Inisiatif kemanusiaan ini sejalan dengan upaya serupa yang dilakukan oleh negara-negara lain di kawasan Timur Tengah, seperti Mesir, Qatar, Uni Emirat Arab, dan Turki. Negara-negara tersebut juga telah menerima pengungsi Palestina sebagai bagian dari misi kemanusiaan yang lebih luas. Sugiono menekankan bahwa evakuasi akan dilakukan hanya setelah mendapatkan persetujuan dari semua pihak terkait, termasuk Otoritas Palestina, untuk memastikan proses yang transparan dan bertanggung jawab.
Rencana evakuasi ini mencuat setelah Presiden RI Prabowo Subianto menyatakan kesiapannya untuk mengevakuasi sementara warga Gaza yang terluka dan anak-anak yatim piatu guna mendapatkan perawatan medis dan pemulihan trauma di Indonesia. Prabowo bahkan menyatakan kesiapannya untuk mengirim pesawat dan menjemput hingga 1.000 warga Gaza dalam tahap pertama evakuasi.
"Kami siap menerima korban yang terluka," kata Prabowo, sebelum bertolak ke Timur Tengah dalam kunjungan kenegaraan.
Meski dilandasi niat kemanusiaan, rencana ini memicu diskusi dan komentar dari berbagai pihak. Wakil Ketua Umum Majelis Ulama Indonesia (MUI), Buya Anwar Abbas, mempertanyakan motif di balik inisiatif tersebut, mengaitkannya dengan spekulasi tentang rencana Amerika Serikat dan Israel untuk mengosongkan Gaza.

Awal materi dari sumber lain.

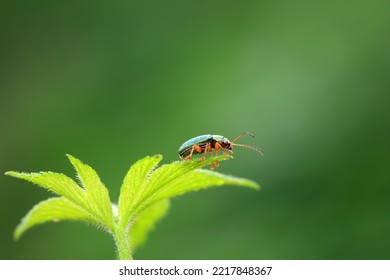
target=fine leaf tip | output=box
[4,171,23,178]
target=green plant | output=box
[5,155,259,259]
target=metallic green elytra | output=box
[179,132,263,169]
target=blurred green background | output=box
[0,0,390,259]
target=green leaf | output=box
[129,199,170,252]
[127,155,259,217]
[146,169,260,205]
[118,155,162,227]
[5,171,85,205]
[14,197,93,240]
[66,155,114,230]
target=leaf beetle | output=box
[178,132,263,169]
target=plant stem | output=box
[114,224,133,260]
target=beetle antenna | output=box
[231,142,264,156]
[231,132,255,143]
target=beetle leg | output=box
[199,144,211,161]
[215,142,233,157]
[209,148,214,170]
[184,146,195,161]
[215,149,219,167]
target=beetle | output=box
[178,132,263,169]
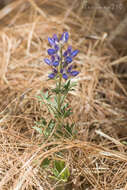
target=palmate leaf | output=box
[52,160,70,182]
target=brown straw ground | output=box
[0,0,127,190]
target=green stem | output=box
[58,47,62,113]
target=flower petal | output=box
[44,58,51,65]
[48,73,56,79]
[71,50,79,57]
[51,55,55,62]
[48,37,54,46]
[53,61,59,67]
[67,65,73,73]
[66,56,72,63]
[52,34,58,42]
[63,50,68,57]
[70,71,79,77]
[48,49,56,55]
[64,32,69,42]
[60,32,69,44]
[63,73,68,80]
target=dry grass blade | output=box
[0,0,127,190]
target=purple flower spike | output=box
[48,38,54,46]
[51,55,55,62]
[48,49,56,55]
[60,32,69,44]
[71,71,79,77]
[71,50,79,57]
[66,56,72,63]
[48,73,55,79]
[64,32,69,42]
[53,34,59,42]
[67,65,73,73]
[44,58,51,65]
[63,73,68,80]
[44,32,79,80]
[53,61,59,67]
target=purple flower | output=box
[48,49,56,55]
[71,50,79,57]
[44,32,79,80]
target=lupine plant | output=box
[33,32,79,184]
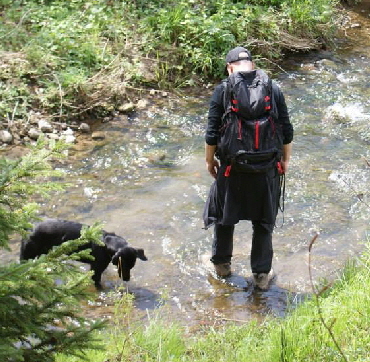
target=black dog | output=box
[20,219,148,288]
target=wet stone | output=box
[0,130,13,144]
[91,131,105,141]
[79,123,90,133]
[28,128,41,140]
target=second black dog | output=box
[20,219,148,288]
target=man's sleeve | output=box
[205,83,224,146]
[272,82,294,145]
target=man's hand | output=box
[205,143,220,178]
[206,159,220,178]
[281,143,292,173]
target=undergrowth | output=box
[57,238,370,362]
[0,0,337,123]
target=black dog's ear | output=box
[136,249,148,261]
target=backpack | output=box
[217,70,283,176]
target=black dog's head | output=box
[112,246,148,281]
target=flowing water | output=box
[2,2,370,326]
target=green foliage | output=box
[0,0,337,119]
[0,225,104,362]
[0,138,65,248]
[0,139,105,362]
[57,239,370,362]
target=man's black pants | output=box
[211,221,274,273]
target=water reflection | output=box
[2,7,370,325]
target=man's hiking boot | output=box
[214,263,231,278]
[253,269,275,290]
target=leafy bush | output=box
[0,139,105,362]
[0,0,337,120]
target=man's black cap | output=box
[226,47,252,63]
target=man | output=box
[204,47,293,289]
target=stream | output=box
[0,1,370,327]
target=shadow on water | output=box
[1,2,370,325]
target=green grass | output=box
[57,240,370,362]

"Pertanyaannya, untuk apa Indonesia ikut-ikutan mendukung rencana Israel dan Amerika tersebut? Bukankah Israel dan Donald Trump sudah menyampaikan keinginannya untuk mengosongkan Gaza?" kata Anwar Abbas.

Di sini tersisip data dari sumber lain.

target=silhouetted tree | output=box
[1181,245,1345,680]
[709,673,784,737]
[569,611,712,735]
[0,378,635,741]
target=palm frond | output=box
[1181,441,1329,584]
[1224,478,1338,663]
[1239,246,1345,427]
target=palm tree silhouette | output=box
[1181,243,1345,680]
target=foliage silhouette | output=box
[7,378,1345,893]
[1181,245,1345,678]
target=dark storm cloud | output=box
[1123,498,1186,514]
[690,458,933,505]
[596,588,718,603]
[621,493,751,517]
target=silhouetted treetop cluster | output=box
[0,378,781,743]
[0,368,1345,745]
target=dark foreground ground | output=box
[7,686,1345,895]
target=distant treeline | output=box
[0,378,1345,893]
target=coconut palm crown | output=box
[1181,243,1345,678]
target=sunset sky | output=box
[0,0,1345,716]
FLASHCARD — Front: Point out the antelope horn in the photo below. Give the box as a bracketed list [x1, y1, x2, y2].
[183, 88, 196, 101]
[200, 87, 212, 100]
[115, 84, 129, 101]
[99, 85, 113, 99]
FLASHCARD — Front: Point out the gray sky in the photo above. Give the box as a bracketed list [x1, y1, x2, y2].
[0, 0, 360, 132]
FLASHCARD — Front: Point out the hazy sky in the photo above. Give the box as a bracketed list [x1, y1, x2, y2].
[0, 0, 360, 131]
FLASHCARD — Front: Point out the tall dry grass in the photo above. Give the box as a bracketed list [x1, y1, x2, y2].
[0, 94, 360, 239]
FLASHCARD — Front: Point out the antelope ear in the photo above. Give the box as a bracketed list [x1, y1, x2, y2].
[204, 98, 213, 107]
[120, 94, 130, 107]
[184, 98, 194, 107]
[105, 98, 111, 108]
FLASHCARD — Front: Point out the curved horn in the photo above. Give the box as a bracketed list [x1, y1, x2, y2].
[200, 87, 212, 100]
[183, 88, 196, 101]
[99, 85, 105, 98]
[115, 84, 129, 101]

Ketua Bidang Keagamaan Pengurus Besar Nahdlatul Ulama (PBNU), Gus Fahrur, juga menolak segala bentuk relokasi permanen warga Gaza ke luar negeri. Meski demikian, ia tidak menutup kemungkinan evakuasi sementara untuk alasan medis. Namun, Gus Fahrur menyarankan agar perawatan dilakukan di kawasan yang lebih dekat dengan Palestina.
"Mungkin sebaiknya tetap dirawat di Gaza dan negara sekitar sana agar mudah kembali beraktivitas ketika sudah pulih," ujarnya. Ia menambahkan bahwa jarak ke Indonesia bisa menjadi kendala, termasuk perbedaan bahasa dan budaya, serta biaya yang lebih tinggi.

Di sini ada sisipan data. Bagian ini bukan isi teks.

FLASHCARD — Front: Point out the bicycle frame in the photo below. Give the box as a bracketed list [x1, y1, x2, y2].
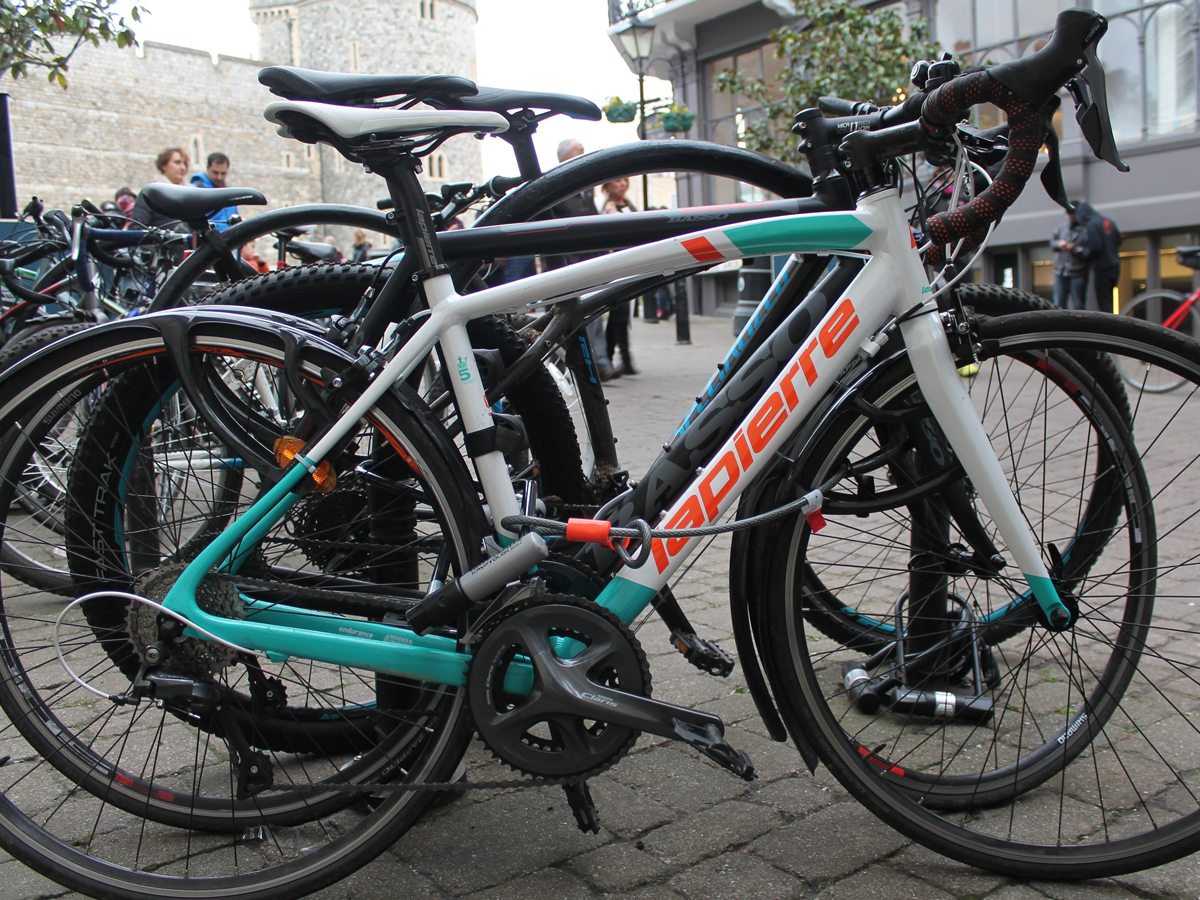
[157, 188, 1067, 685]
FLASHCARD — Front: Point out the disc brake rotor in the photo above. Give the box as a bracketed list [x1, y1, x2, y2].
[467, 595, 650, 778]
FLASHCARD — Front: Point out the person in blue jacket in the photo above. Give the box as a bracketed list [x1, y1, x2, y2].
[192, 152, 238, 232]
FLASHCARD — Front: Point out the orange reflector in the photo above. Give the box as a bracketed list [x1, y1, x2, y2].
[275, 436, 337, 493]
[275, 436, 305, 469]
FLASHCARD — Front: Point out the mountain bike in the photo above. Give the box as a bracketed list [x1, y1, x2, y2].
[0, 11, 1200, 900]
[1116, 247, 1200, 394]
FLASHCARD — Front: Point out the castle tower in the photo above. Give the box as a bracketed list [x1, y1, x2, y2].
[250, 0, 482, 232]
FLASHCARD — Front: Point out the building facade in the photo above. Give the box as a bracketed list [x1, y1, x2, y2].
[610, 0, 1200, 308]
[5, 0, 482, 251]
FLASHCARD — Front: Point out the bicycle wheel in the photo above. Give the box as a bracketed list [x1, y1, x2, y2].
[0, 324, 94, 596]
[0, 320, 481, 900]
[1112, 290, 1200, 394]
[792, 284, 1133, 653]
[203, 264, 587, 504]
[767, 313, 1200, 877]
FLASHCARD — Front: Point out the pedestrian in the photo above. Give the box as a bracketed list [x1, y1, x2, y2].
[192, 152, 238, 232]
[350, 228, 371, 263]
[325, 235, 346, 264]
[1050, 207, 1087, 310]
[130, 146, 192, 230]
[1075, 202, 1123, 312]
[545, 138, 620, 382]
[600, 178, 637, 216]
[600, 178, 648, 374]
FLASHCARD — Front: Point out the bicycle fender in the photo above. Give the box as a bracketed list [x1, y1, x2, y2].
[0, 307, 353, 472]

Presiden Prabowo kembali menegaskan bahwa warga Gaza yang dievakuasi ke Indonesia hanya akan tinggal sementara dan akan dikembalikan ke Gaza setelah kondisi memungkinkan.
"Syarat pertama adalah adanya persetujuan dari semua pihak. Mereka akan berada di sini sementara waktu, hingga pulih. Setelah situasi di Gaza membaik, mereka harus kembali. Oleh karena itu, saya harus berkonsultasi dengan para pemimpin kawasan," tegas Prabowo.
Langkah ini, menurut Prabowo, adalah wujud nyata komitmen Indonesia dalam mendukung perjuangan rakyat Palestina melalui bantuan kemanusiaan dan diplomasi. Indonesia berupaya memberikan kontribusi positif dalam meringankan penderitaan warga Gaza tanpa mengubah status kependudukan mereka. Pemerintah terus menjalin komunikasi dengan berbagai pihak terkait untuk memastikan bahwa bantuan yang diberikan sesuai dengan kebutuhan dan aspirasi rakyat Palestina.